Profit is the basic building block of a company to accrue capital in the shareholder's equity. Profit maximization helps the company survive against all the odds of the business and requires some short-term perspective to achieve the same. Though the company can ignore the risk factor in the short term, it can not do the same in the long term as shareholders have invested their money in the company with expectations of getting high returns on their investment.

Wealth Maximization vs Profit Maximization - Infographics

Wealth Maximization vs Profit Maximization - Infographics

Wealth Maximization vs Profit Maximization - Key Differences

Both these terms are significant in the context of financial management, but their difference is a must to know to ensure businesses know which one to focus on to meet their objectives.

Let us, therefore, look at the critical differences between  the two below: –

#1 - Wealth Maximization

  • Wealth Maximization is the ability of the company to increase the value for the stakeholders of the company, mainly through an increase in the market price of the company's share over time.
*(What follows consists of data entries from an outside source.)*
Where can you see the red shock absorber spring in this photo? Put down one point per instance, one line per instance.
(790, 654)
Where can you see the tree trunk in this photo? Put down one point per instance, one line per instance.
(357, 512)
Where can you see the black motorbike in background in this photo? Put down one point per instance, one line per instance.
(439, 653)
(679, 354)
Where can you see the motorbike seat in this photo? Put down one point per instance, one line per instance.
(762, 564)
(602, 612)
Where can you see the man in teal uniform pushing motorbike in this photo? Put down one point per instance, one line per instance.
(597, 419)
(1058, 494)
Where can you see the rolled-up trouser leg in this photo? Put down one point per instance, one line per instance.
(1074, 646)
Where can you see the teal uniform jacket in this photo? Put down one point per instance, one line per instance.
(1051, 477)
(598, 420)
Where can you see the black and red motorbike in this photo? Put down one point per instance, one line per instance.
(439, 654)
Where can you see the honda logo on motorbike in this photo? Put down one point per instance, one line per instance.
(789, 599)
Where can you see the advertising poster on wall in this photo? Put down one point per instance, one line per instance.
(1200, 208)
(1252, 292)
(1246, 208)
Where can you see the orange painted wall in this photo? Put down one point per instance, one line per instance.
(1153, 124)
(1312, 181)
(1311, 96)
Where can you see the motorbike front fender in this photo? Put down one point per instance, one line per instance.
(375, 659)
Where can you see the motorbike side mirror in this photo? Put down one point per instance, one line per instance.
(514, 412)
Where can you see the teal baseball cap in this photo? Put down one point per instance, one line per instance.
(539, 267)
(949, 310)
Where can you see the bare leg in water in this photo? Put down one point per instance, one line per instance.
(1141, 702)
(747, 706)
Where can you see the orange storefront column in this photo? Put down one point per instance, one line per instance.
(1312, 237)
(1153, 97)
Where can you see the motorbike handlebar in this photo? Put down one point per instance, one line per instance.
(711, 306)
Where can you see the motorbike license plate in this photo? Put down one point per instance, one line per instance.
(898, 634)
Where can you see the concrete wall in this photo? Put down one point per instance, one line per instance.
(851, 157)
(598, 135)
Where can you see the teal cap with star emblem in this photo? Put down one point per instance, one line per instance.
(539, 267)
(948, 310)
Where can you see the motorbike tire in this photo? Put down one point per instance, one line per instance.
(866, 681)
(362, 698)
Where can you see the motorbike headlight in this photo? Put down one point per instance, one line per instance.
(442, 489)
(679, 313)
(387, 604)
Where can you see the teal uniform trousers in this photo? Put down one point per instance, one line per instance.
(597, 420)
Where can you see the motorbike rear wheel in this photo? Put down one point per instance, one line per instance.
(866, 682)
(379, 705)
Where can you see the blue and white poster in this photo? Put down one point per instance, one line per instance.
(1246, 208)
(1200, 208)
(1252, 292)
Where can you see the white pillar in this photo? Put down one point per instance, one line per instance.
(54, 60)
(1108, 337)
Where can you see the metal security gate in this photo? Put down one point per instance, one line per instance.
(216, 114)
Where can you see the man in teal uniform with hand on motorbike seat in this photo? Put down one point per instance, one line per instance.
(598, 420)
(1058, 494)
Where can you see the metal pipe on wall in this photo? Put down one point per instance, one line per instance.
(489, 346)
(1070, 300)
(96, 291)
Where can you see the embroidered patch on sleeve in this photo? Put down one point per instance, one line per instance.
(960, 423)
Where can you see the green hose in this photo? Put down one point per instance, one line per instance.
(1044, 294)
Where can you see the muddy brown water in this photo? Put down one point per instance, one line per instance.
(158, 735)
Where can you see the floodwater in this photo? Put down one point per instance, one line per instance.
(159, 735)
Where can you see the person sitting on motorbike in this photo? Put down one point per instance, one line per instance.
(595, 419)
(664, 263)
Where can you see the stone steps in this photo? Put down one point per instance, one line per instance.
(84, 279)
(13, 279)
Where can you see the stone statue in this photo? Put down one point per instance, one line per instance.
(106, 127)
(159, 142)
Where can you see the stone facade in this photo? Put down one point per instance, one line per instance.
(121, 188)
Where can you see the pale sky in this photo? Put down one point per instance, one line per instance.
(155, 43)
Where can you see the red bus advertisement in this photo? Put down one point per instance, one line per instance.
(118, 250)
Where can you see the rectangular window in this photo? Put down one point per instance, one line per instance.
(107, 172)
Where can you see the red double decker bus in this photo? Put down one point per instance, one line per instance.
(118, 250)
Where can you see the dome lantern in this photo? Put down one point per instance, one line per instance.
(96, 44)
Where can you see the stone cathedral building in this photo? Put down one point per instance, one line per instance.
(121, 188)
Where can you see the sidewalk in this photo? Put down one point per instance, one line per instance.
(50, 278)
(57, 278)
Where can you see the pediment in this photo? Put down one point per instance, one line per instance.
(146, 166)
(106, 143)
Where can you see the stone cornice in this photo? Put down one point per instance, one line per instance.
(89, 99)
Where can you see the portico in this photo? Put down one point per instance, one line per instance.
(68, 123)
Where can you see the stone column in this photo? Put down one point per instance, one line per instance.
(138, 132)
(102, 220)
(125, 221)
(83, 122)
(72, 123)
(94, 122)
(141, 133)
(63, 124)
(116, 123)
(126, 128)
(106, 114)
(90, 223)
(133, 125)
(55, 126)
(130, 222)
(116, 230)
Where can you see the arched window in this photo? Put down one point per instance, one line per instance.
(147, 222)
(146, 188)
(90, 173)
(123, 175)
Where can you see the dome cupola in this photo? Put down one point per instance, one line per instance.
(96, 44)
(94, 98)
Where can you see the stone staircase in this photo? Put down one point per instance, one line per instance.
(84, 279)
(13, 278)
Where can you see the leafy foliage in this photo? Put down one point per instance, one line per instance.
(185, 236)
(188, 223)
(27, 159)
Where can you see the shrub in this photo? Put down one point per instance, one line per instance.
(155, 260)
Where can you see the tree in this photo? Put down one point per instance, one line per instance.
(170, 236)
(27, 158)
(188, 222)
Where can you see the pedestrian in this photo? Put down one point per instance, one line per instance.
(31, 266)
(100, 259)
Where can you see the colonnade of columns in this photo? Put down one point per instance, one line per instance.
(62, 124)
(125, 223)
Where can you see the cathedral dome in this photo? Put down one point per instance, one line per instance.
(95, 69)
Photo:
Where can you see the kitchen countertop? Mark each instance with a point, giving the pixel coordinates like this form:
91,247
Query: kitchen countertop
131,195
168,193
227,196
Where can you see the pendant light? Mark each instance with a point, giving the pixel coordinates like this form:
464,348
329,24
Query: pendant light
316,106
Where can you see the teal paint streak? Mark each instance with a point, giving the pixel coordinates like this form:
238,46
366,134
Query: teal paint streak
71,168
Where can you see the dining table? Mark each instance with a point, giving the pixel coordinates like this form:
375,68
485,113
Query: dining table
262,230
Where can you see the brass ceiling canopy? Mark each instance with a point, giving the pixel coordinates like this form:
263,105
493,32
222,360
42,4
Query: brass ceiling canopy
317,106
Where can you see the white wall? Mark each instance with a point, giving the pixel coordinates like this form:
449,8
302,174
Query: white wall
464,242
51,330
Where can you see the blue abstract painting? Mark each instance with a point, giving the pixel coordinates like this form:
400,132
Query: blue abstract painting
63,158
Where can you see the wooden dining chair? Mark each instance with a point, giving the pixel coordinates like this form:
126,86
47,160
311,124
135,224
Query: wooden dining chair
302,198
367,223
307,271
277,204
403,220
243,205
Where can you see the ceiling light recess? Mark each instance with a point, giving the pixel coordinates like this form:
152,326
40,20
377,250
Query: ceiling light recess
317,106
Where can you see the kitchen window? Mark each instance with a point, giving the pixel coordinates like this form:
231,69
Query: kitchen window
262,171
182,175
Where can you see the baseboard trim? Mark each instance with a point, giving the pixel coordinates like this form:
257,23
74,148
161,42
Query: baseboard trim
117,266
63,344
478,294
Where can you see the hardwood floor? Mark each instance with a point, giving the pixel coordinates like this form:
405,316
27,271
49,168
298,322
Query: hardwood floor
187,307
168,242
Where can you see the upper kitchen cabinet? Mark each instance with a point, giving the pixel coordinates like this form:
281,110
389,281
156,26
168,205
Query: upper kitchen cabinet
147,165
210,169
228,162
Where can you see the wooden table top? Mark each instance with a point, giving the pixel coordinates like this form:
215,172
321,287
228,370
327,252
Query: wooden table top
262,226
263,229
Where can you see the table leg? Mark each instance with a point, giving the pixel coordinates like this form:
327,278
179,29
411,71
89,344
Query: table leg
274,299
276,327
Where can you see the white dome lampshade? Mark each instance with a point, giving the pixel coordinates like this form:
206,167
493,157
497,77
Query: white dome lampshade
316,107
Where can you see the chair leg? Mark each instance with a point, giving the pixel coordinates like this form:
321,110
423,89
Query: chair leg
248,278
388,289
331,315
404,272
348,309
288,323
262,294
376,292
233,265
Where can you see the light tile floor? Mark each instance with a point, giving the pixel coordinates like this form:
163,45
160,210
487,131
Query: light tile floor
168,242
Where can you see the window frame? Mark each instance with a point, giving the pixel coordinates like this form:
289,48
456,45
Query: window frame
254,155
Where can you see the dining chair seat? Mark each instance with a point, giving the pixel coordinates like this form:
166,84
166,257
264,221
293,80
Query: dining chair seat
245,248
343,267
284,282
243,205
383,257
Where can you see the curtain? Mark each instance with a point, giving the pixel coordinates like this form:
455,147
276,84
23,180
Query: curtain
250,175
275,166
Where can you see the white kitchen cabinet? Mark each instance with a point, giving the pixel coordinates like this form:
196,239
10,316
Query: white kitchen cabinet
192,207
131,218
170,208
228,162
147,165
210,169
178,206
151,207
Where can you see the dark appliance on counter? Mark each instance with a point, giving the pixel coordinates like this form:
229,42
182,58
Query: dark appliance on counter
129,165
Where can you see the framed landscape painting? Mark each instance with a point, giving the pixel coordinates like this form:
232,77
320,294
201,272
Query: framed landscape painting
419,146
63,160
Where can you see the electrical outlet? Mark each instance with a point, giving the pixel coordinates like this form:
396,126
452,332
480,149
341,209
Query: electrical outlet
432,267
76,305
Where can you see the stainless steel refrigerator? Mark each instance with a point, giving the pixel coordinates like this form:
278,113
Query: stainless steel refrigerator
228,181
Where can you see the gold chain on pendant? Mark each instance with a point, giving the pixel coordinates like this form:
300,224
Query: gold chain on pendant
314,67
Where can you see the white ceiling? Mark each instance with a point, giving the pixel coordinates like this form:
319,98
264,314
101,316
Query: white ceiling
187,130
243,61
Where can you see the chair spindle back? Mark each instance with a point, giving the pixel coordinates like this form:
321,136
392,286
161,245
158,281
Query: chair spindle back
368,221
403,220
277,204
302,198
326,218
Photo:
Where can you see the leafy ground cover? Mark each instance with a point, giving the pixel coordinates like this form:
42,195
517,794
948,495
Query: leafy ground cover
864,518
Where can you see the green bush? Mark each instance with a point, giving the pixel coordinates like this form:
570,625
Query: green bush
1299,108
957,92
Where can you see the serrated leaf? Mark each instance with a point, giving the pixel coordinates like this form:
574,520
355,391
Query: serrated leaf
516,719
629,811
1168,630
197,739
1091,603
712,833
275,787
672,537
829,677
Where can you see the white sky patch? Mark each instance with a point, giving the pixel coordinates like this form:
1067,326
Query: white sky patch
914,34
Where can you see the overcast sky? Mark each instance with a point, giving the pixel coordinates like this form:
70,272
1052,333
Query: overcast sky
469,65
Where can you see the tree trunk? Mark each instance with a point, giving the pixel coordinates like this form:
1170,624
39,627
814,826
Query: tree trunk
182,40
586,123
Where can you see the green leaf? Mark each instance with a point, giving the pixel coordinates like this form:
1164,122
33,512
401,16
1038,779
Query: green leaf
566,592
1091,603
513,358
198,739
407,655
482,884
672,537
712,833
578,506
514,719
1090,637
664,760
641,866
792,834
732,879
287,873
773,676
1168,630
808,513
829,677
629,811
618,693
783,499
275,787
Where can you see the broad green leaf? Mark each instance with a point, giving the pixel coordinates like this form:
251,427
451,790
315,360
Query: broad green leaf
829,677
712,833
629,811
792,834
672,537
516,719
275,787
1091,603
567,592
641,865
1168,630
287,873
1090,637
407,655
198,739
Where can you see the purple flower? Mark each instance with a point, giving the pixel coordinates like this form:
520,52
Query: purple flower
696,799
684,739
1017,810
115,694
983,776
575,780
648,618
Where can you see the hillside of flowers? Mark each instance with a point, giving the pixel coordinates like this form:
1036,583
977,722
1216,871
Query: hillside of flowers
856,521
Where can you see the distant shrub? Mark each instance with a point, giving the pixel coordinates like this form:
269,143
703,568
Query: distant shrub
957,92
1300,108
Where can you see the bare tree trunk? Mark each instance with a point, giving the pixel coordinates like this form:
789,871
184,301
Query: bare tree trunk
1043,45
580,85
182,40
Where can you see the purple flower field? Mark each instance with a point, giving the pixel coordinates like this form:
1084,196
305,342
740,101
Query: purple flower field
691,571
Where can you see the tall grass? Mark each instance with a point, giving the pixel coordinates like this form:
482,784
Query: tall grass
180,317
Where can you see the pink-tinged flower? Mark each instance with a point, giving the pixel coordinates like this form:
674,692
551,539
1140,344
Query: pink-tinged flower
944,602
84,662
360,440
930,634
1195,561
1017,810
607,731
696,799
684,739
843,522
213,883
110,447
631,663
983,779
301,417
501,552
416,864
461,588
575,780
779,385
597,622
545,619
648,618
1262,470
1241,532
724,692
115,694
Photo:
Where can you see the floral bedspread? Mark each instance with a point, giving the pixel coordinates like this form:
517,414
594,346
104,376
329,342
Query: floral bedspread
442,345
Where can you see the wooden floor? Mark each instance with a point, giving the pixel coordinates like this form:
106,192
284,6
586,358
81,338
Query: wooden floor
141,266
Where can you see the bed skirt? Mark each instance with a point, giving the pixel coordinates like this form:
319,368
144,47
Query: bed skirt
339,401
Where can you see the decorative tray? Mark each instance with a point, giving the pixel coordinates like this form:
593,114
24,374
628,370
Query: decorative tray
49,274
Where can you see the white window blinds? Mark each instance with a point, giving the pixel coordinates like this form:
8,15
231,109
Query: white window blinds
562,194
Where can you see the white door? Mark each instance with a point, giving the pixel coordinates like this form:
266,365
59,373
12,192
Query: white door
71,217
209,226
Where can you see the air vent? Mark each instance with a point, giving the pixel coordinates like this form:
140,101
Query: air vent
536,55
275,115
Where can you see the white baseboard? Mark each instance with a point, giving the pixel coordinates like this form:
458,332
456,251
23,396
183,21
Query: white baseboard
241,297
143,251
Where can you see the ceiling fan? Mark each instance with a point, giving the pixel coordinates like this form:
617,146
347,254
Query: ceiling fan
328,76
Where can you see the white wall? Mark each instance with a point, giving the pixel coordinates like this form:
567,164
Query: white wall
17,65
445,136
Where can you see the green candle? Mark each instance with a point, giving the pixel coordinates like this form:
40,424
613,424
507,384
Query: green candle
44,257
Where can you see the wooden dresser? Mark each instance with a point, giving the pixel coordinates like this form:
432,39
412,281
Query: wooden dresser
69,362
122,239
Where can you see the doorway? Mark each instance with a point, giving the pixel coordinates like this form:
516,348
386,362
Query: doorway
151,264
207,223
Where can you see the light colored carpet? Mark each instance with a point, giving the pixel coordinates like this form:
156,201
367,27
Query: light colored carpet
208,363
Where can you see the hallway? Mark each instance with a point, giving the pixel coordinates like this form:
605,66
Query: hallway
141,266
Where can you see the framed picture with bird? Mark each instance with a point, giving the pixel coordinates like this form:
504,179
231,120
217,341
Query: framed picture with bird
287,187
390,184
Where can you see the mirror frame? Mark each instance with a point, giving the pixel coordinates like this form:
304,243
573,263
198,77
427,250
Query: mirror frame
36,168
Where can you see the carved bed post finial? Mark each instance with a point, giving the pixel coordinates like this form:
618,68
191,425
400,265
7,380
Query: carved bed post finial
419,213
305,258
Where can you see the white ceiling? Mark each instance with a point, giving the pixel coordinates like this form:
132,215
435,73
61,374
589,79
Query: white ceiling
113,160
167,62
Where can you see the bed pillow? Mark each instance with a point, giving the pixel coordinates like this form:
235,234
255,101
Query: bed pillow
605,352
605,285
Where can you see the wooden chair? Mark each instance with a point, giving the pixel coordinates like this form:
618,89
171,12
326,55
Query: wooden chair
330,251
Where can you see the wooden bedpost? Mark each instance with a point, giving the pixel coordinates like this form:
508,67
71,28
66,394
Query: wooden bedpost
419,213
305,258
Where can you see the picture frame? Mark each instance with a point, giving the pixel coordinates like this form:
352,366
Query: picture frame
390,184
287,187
The value depends on several tangible and intangible factors like sales, quality of products or services, etc.
  • It is mainly achieved throughout the long-term as it requires the company to attain a leadership position, which translates to a larger market share and higher share price, ultimately benefiting all the stakeholders.
  • To be more specific, the universally accepted goal of a business entity has been to increase the wealth for the shareholders of the company as they are the actual owners of the company who have invested their capital, given the risk inherent in the business of the company with expectations of high returns.
  • Wealth maximization is a long-term objective that gradually happens and hence, the management is always ready to pay for the discretionary expenses, including research and maintenance.
  • For effective wealth maximization, the companies normally choose to reduce the prices and have a strong backup in the form of market share.
  • A wealth-oriented firm is focused on making expenses keeping in mind the long-term sales objectives. It believes that such expenditure will help increase the value of the business.
  • Companies aiming to maximize wealth focus on risk mitigation measures to avoid risk of losses in future.

#2 - Profit Maximization

  • Profit Maximization is the ability of the company to operate efficiently to produce maximum output with limited input or to produce the same output using much lesser input. So, it becomes the most crucial goal of the company to survive and grow in the current cut-throat competitive landscape of the business environment.
  • Given this form of financial management, companies mainly have a short-term perspective when it comes to earning profits, which is very much limited to the current financial year.
  • If we get into the details, profit is actually what remains out of the total revenue after paying for all the expenses and taxes for the financial year. Now to increase profit, companies can either increase their revenue or minimize their cost structure. It may need some analysis of the input-output levels to diagnose the company's operating efficiency and identify the key improvement areas where processes could be tweaked or changed in their entirety to earn larger profits.
  • When it is about maximizing profits for a business, companies aim to make instant profits. Hence, they choose not to pay for discretionary expenses, which include advertising costs, research and maintenance expenditure, etc.
  • Unlike wealth maximization, profit maximization favors the choice of increasing product prices to keep the margins as high as possible. Hence, the companies do so to ensure more and more instant profit making.
  • Businesses aiming to maximize profits have a focus on managing their existing level of sales efficiently and productively. In short, they emphasize short-term sales goals for profits, which sometimes hampers their long-term goals.
  • To show they are earning profits, companies choose to minimize expenditure, which makes them unprepared for the hedges required at a later stage.